Tout avait pourtant commencé bien droit sur des rails. Son bac en poche, Houda Chaloun entre à l’École Nationale Supérieure d’Informatique et d’Analyse des Systèmes (ENSIAS) à Rabat. Destination: ingénieure informatique. « Une vie standard » comme elle dit sans mépris, » j’ai fait ce qu’on attendait de moi ». Par moment, la jeune femme se rebiffe légèrement et laisse deviner un besoin de sortir des clous. « Je lisais des romans pendant les cours, les profs enrageaient. J’organisais une exposition du peintre Melehi à l’école, les gens ne comprenaient pas. Au fond, j’avais envie de faire de l’histoire de l’art ». Et Pourquoi pas? » Lorsqu’on est bon en sciences-maths, on enchaîne sur une prépa puis une école d’ingénieur. C’était tracé », s’amuse-t-elle. Tracés aussi ses 10 ans de carrière d’ingénieure au sein de multinationales, avec appartement, voiture et promotion inclus dans le kit. La réussite sociale, quoi. Alors, quand elle pose en 2014 un  congé sabbatique pour voyager en solo, ça fait tout de suite un peu désordre.

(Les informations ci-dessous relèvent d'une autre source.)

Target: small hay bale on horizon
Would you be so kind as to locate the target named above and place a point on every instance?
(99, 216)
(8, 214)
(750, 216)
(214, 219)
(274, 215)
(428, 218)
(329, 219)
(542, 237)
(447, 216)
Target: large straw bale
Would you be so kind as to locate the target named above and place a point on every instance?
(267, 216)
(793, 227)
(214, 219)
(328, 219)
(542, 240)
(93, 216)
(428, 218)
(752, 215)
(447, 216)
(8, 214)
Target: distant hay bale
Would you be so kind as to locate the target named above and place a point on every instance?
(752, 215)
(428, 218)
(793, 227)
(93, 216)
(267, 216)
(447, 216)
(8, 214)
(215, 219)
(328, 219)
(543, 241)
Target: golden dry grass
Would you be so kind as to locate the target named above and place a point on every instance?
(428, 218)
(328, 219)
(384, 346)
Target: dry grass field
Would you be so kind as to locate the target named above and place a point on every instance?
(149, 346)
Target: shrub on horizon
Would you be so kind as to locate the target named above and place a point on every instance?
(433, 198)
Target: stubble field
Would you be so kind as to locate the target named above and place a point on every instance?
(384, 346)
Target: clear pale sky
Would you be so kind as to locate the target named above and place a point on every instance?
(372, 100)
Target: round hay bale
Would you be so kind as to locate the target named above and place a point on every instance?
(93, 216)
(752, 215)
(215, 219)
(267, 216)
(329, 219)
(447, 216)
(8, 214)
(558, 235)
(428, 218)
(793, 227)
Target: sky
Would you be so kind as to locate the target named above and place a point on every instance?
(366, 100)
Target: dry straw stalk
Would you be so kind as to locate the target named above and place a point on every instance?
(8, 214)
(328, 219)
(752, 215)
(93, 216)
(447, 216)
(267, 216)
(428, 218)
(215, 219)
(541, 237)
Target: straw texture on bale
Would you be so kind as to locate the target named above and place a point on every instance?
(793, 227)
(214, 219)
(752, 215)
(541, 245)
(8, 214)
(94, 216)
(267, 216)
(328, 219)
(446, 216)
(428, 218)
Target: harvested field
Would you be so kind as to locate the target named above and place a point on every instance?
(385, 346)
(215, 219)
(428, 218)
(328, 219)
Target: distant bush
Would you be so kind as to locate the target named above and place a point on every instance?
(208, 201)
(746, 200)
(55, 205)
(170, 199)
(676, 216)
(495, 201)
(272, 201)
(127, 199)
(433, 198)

Un coup de tête penseront certains, une intuition – une voix intérieure – dira l’intéressée. Chemin faisant, elle ne remettra plus un pied dans un bureau.

 

Profession blogueuse

 

Sa vie maintenant, elle la gagne à écrire sur son blog et dans divers magazines. Elle y dispense ses astuces: de l’épineux casse-tête des visas lorsqu’on possède un passeport vert aux « 15 avantages à être un voyageur marocain ».

 

Au fait, ça paye bien Globe-blogueuse professionnelle? « La vérité, pas grand chose, avoue-t-elle dans un éclat de rire. Le rapport à l’argent change forcément ». Son dernier voyage en Iran en mars dernier lui revient à 8 000 dh pour 2 mois, rencontres et couchsurfing aidant. Mais à qui sait gérer sa communauté de followers, les sponsors ouvrent grand leurs portes. Globe-blogueuse est devenue un métier et un business à part entière avec le boom des blogs voyages sur le Net. Les agences de tourisme en raffolent. Houda Chaloun, pragmatique avant tout, ne s’en prive pas. Mais elle tient à préciser: « je n’écris que si cela m’a plu, c’est le deal dès le départ ». Cela donne par exemple un tour en montgolfière à l’oeil dans la Cappadoce (Turquie).

 

« Les voyageuses »

 

La blogueuse va et vient et enchaîne les projets quand elle fait escale au Maroc. Il y a un an, elle lançait avec deux autres globetrotteuses, le groupe Facebook « Les voyageuses », espace de partage de témoignages, de conseils et de concours voyage proposés par les sponsors. Le succès dépasse les attentes. Elles sont aujourd’hui 70 000 membres essentiellement marocaines. « Les unes inspirent les autres ». Certaines s’inscrivent pour le seul plaisir de voyager virtuellement. Pendant le ramadan 2017, certaines d’entre elles se sont retrouvées le temps de « ftours voyages » organisés à Casablanca, Marrakech et Rabat. Prochaine étape: créer une plateforme dédiée. En attendant, Houda continue ce qu’elle sait faire le mieux: voyager en tous sens. Elle lorgne l’Asie du Sud-Est en août pour 1 mois. Mais rien de moins sûr. « Quand je pense partir quelque part un mois, j’y reste finalement huit! », plaisante-t-elle. Elle est comme ça Houda Chaloun, voyageuse sans préméditation.